A startup called Sparkify wants to analyze the data they've been collecting on songs and user activity on their new music streaming app. The analysis team is particularly interested in understanding what songs users are listening to. Currently, there is no easy way to query the data to generate the results, since the data reside in a directory of CSV files on user activity on the app.
They'd like a data engineer to create an Apache Cassandra database which can create queries on song play data to answer the questions, and wish to bring you on the project. Your role is to create a database for this analysis. You'll be able to test your database by running queries given to you by the analytics team from Sparkify to create the results.
In this project, you'll apply what you've learned on data modeling with Apache Cassandra and complete an ETL pipeline using Python. To complete the project, you will need to model your data by creating tables in Apache Cassandra to run queries. You are provided with part of the ETL pipeline that transfers data from a set of CSV files within a directory to create a streamlined CSV file to model and insert data into Apache Cassandra tables.

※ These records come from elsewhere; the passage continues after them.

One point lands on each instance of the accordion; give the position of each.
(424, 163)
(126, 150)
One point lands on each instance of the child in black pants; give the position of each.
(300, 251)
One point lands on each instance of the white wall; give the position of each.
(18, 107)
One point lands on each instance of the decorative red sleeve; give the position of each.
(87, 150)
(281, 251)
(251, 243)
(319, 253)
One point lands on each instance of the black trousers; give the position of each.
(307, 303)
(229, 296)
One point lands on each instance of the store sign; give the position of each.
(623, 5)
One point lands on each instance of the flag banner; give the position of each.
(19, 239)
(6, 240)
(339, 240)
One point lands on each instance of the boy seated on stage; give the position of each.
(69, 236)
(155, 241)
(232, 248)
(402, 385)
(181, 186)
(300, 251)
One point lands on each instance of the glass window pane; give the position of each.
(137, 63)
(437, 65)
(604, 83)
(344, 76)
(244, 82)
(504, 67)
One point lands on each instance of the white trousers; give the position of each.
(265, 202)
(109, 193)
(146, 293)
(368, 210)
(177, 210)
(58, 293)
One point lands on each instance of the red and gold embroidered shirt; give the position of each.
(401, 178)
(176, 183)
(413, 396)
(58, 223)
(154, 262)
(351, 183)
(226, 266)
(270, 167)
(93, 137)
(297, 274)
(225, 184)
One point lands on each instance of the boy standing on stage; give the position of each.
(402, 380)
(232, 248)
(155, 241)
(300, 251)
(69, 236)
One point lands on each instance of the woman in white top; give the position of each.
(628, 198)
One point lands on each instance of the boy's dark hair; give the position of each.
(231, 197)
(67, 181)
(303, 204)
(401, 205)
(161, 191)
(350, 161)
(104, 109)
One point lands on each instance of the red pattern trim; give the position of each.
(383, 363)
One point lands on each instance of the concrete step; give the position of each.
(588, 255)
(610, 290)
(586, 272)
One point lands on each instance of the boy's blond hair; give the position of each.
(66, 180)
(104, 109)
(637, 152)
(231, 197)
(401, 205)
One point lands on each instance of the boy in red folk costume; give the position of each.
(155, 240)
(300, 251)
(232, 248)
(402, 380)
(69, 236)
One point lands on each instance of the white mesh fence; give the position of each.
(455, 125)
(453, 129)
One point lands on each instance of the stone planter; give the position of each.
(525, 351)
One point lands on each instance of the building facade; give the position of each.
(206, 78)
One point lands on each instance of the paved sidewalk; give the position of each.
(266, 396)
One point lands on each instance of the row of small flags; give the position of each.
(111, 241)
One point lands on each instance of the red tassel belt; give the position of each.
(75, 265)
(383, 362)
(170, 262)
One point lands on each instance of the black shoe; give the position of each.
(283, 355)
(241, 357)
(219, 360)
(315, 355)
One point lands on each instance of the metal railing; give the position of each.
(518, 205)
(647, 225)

We have provided you with a project template that takes care of all the imports and provides a structure for ETL pipeline you'd need to process this data.
1. Designing database model in Apache Cassandra we need to think Queries first - in our scenario our query will look like:
SELECT artist, song, song_length FROM session_songs WHERE sessionId = 338 AND itemInSession = 4
sessionId INT PK
itemInSession INT PK
artist TEXT
song TEXT
song_length FLOAT
1. Designing database model in Apache Cassandra we need to think Queries first - in our scenario our query will look like:
SELECT itemInSession, artist, song, user_firstname, user_lastname FROM user_songs WHERE userId = 10 AND sessionId = 182
userId INT PK
sessionId INT PK
artist TEXT
song TEXT
user_firstname TEXT
user_lastname TEXT
itemInSession INT PK
1. Designing database model in Apache Cassandra we need to think Queries first - in our scenario our query will look like:
SELECT user_firstname, user_lastname FROM app_history WHERE song = 'All Hands Against His Own'
song INT PK
user_firstname TEXT
user_lastname TEXT
userId INT PK
- Project_1B Project_Template_ - main file with Python code - ETL process
- event_datafile_new.csv - csv file with event's data
- images - directory with static files (images)
- event_data - directory with raw data files
- Part I. ETL Pipeline for Pre-Processing the Files
- Part II. Complete the Apache Cassandra coding portion of your project.
To run ETL process we need to run cells with Jupyter Notebook.